Если приложить эти характеристики барочной эстетики к эстетике Бродского, то обнаруживаются как сходства, так и существенные расхождения. С одной стороны, у Бродского немало сугубо барочных метафор, ломающих своим "антиэстетизмом" освященные культурой иерархии, вызывающих кризис в языке и сознании: "Река - как блузка, / на фонари расстегнутая", "Старый буфет извне/ так же, как изнутри, / напоминает мне/ Нотр-Дам де Пари", "я, прячущий во рту/ развалины почище Парфенона", "Средиземное море шевелится за огрызками колоннады, / как соленый язык за выбитыми зубами", "и шастающий, как Христос, по синей/ глади жук-плавунец", "В туче прячась, бродит Бог, / ноготь месяца грызя", "Вдалеке воронье гнездо как шахна еврейки, / с которой был в молодости знаком" и т. п. Не говоря уж о том, что смелые сочетания высокой лексики с разговорными "муде", "бздюмо", "писать", "жлоблюсь" (в непосредственном соседстве с "Господом": "Смотри ж, как наг/ и сир, жлоблюсь о Господе. . . ") - также создает ощущение языкового взрыва, близкого не столько даже барокко, сколько родственному барокко (как доказывает И. П. Смирнов) футуризму.
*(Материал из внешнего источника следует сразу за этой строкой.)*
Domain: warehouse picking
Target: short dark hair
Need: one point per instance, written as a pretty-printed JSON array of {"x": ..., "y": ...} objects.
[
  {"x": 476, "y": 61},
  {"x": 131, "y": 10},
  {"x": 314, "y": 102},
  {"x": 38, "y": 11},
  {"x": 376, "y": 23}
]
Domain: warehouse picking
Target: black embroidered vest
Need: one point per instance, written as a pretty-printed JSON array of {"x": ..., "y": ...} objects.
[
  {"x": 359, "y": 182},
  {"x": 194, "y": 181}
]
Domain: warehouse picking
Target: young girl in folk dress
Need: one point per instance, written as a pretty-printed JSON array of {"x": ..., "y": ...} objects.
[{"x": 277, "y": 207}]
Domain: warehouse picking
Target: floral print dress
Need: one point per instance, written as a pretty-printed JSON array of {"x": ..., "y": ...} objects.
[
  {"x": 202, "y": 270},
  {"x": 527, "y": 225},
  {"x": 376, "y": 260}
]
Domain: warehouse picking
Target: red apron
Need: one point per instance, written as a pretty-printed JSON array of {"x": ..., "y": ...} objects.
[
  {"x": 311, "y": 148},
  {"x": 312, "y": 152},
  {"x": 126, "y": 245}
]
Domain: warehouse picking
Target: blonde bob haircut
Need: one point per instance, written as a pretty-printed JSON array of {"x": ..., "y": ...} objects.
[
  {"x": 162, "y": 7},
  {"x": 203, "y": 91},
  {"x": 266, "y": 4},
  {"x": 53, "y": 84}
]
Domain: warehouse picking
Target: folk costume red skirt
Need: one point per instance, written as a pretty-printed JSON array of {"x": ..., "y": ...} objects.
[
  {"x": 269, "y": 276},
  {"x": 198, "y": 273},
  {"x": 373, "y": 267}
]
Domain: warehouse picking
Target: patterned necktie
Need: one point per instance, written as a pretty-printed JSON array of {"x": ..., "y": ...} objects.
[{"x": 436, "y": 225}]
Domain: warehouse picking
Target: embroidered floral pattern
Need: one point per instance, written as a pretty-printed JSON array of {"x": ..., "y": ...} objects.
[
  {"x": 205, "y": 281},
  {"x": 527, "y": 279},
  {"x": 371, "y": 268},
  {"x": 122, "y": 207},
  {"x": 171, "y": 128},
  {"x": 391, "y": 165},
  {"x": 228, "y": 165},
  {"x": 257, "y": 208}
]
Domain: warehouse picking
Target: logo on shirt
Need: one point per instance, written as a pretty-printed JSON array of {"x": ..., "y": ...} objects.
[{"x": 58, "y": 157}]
С другой стороны, внимательные читатели Бродского отмечают в его поэзии присутствие "этоса формы" (О. Седакова), нацеленного на сознательную, волевую гармонизацию мира посредством ритма, рифмы, сложной строфической организации (репертуар строфических форм у Бродского, по наблюдениям Б. Шерра, гораздо богаче, чем у других современных ему русских поэтов*407). Даже любимая ритмико-синтаксическая конструкция Бродского, перенос, анжамбеман (расхождение между ритмом фраз и ритмом строк), по точному истолкованию В. Кривулина, одновременно воплощает дискретность бытия и преодолевает его: ". . . у Бродского есть несколько ключевых приемов. . . которые как раз исходят из чувства дискретности существования. . . Это прежде всего анжамбеман. Поскольку бытие дискретно, бытие прерывно, бытие бессмысленно, постольку текст небессмыслен, текст - это порядок для Бродского. Порядок, который преодолевает хаос жизни с его броуновским движением ситуаций, т. е. этот прием имеет у Бродского метафизическое значение"*408.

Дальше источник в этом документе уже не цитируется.